As for why you get different results from java, are you sure it's actually creating the threads and not simply adding them to a 'list of threads to create soon' or even 'list of functions to run to simulate threads'? No telling how the VM handles the threads - they might even get optimized out, or they might run immediately then exit to make room for new threads, etc. It really depends on _exactly_ what is going on everywhere, which is why threads are something you don't often see in program proofs (similar to the way globals are frowned upon)
"Walk not the trodden path, for it has borne it's burden." -John, Flying Monk
Quote:Original post by Extrarius
As for why you get different results from java, are you sure it's actually creating the threads and not simply adding them to a 'list of threads to create soon' or even 'list of functions to run to simulate threads'? No telling how the VM handles the threads - they might even get optimized out, or they might run immediately then exit to make room for new threads, etc. It really depends on _exactly_ what is going on everywhere, which is why threads are something you don't often see in program proofs (similar to the way globals are frowned upon)

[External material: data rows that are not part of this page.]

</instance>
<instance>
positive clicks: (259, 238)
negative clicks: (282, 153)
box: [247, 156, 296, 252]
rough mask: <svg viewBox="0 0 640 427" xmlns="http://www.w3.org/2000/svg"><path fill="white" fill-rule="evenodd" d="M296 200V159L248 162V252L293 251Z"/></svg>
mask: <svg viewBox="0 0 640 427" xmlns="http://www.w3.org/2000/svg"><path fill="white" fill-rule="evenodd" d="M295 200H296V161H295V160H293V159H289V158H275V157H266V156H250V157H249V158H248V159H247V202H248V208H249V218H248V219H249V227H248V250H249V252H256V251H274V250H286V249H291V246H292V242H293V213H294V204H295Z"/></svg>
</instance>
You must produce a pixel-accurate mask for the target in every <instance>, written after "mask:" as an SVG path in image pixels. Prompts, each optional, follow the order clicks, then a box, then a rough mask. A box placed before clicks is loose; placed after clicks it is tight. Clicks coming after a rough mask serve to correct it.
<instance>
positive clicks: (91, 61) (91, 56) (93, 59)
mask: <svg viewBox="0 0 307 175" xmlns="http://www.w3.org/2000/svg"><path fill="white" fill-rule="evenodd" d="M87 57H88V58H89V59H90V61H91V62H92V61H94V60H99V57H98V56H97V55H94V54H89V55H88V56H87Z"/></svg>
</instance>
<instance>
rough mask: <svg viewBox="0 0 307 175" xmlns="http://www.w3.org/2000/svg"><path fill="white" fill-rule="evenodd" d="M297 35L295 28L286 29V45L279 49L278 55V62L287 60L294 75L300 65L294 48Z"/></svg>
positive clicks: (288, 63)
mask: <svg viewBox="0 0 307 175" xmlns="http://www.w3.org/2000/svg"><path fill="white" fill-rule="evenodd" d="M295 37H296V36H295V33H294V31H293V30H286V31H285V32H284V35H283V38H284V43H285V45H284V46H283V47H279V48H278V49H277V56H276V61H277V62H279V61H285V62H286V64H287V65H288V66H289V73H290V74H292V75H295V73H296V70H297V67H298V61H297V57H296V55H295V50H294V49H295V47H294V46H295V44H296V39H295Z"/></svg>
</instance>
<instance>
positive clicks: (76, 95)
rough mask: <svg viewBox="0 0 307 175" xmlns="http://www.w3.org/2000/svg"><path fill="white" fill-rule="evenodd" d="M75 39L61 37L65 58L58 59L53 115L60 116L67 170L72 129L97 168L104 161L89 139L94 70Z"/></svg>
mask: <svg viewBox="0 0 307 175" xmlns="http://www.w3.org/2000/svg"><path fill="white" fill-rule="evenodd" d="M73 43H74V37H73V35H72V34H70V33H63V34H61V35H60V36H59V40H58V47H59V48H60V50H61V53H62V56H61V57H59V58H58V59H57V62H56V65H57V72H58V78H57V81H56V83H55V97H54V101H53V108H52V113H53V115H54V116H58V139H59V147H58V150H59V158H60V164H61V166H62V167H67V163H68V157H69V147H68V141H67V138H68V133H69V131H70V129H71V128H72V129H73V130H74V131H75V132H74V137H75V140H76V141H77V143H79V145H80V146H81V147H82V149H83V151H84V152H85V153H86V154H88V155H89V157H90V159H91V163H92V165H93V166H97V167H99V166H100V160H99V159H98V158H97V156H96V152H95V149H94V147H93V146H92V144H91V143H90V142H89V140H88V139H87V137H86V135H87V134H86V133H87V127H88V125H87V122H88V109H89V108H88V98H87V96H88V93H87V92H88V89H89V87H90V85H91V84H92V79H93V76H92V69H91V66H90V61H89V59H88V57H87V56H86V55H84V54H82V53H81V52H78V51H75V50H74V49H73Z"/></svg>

I was thinking in something like that. Maybe this is correct, so, I'll use the class this manner. Just put more memory if more threads is needed :)

OK, so now, a more cplicated task(I think): How to put the class cspr in a vector(or other thing), to make things dinamically loadable? What I want is make an array of objects that can be easily modificated. Some members(objects in the array in any index) will destructed, while new others will be appended. The std::vector does not work very well for this task as I saw.